Our Project objective was to develop the machine learning application that would predict the personality trait of a person as Introvert/Extrovert/Ambivert based on 91 personality questions. Our ML algorithm is trained based on survey with the same set of personality questions.
Introvert: Introverts may prefer taking part in less stimulating activities and get pleasure from activities such as reading, writing or meditating. Introverts typically prefer to concentrate on a single activity, analyze situations carefully and take time to think more before they speak.
Extrovert: Extroverts usually prefer to seek out as much social interaction as possible because this is how they feel more energized. According to estimates, extroverts outnumber introverts by about three to one (Cain, 2012).
Ambivert: Introversion/extroversion isn't an all-or-nothing trait; it's actually a continuum and some people might be very extroverted while others are less so. An ambivert is a person who shows characteristics of both extroversion and introversion. In other words, they fall somewhere in the middle of the scale. People who are ambiverts are said to be moderately comfortable in social situations but also enjoy some solitary time.
Personality data has many commercial uses.
- Company hiring
- Dating sites
- Entertainment
- Career counseling
When training and testing the model in the Jupyter notebook, it expects DB configuration to fetch the survey data.
Create a file "config.py" in the folder "code". Add and fill Username, Password, Host and Port in the file.
driver='postgresql'
username=
password=
host=
port=
database="postgres"
- AWS RDS
- Postgresql
- Python
- Pandas
- Jupyter Notebook
- Scikit Learn
- Matplotlib
- HTML/CSS
- JavaScript
- SQLAlchemy
- D3
- Flask
- Tableau
- Heroku
The questionaire contains 91 questions and 3 demographic identifiers. The questions were presented one at a time in a random order.

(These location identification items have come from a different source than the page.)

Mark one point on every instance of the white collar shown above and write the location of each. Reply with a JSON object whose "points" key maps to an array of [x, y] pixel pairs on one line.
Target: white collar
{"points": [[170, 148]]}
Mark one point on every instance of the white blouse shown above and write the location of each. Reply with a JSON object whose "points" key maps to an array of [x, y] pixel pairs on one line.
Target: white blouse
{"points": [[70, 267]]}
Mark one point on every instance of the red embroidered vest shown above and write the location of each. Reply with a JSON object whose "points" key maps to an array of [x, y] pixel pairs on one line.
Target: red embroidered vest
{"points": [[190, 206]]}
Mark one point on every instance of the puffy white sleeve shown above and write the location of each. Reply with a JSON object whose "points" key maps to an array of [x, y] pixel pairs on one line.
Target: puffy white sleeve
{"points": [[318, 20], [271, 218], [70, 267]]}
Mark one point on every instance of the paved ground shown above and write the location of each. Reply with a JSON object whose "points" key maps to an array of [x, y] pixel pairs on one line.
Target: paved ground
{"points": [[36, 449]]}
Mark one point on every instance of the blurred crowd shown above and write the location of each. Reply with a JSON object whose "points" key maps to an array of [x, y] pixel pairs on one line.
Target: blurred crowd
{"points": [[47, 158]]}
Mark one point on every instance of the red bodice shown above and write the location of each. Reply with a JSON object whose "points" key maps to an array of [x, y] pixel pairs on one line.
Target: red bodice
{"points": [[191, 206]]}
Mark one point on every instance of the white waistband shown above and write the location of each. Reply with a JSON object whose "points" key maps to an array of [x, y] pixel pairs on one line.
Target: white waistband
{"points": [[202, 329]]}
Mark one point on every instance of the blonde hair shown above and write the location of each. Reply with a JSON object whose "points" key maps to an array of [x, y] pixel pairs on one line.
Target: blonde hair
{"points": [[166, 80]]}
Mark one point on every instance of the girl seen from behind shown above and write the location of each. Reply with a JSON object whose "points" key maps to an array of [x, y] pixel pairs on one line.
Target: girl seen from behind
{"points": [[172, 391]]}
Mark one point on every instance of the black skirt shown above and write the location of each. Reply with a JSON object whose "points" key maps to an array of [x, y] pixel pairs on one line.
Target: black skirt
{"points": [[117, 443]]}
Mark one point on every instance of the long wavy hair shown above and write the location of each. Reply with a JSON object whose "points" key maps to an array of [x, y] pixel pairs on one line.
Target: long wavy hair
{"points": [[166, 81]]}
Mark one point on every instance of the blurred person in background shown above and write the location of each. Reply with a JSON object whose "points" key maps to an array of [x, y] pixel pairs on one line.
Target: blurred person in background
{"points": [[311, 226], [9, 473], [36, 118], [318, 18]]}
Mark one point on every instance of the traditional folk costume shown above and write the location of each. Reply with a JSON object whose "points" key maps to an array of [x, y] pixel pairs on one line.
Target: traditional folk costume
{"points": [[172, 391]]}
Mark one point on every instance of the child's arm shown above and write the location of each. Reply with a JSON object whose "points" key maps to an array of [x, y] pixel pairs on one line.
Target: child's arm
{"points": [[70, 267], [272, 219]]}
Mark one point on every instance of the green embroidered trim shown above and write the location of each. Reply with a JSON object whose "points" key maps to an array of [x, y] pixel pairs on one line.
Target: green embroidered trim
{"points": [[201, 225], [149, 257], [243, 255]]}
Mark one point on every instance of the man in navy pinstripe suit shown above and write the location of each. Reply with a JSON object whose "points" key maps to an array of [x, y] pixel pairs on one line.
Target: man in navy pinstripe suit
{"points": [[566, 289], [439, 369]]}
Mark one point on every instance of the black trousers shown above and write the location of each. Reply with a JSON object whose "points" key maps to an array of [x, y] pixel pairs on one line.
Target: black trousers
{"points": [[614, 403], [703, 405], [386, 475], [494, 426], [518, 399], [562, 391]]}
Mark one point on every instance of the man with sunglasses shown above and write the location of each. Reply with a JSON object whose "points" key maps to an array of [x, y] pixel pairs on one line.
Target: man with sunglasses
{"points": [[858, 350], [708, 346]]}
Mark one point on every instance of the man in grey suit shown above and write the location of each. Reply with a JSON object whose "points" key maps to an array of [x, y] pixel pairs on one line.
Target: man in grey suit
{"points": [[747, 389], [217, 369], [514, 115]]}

For each questions 3 values were recorded:
A - The user's selected response. 1=Disagree, 2=Slightly disagree, 3=Neutral, 4=Slightly agree, 5=Agree I - The position of the question in the survey. E - The time elapsed on that question in milliseconds.
To predict the personality trait of a person, we have trained our model using the data from 91 Questions survey taken by more than 7000 users (Data source: Kaggle).
First and foremost, to validate the dataset, we applied Unsupervised ML Algorithm - K-Means clustering to our Preprocessed data. The elbow curve plotted out of this cleansed data showed us there would 3 Clusters in the dataset. Proves that we were looking for the classes 1:Introvert, 2:Extrovert and 3:Ambivert.
To train our Machine learning model, We started with Random Forest classifier to make the predictions. Even after trying various hyperparameters, accuracy of our predictions remained to be around 72%.
The diagonal values of the confusion matrix show True predictions, attributed as True Introverts (Predicted#1307 Vs Actual#1422), True Extroverts (Predicted#193 Vs Actual#345) and True Ambiverts (Predicted#211 Vs Actual#594). Remaining numbers in the matrix show False predictions (False Introverts, False Extroverts, False Ambiverts).
As part of Accuracy improvement efforts, we trained our Machine Learning model using some other algorithms.
Logistic Regression: Had better accuracy both with Raw data and Standard scaled data.
Linear Regression: Performed very bad and this algorithm would not be considered for training by any means.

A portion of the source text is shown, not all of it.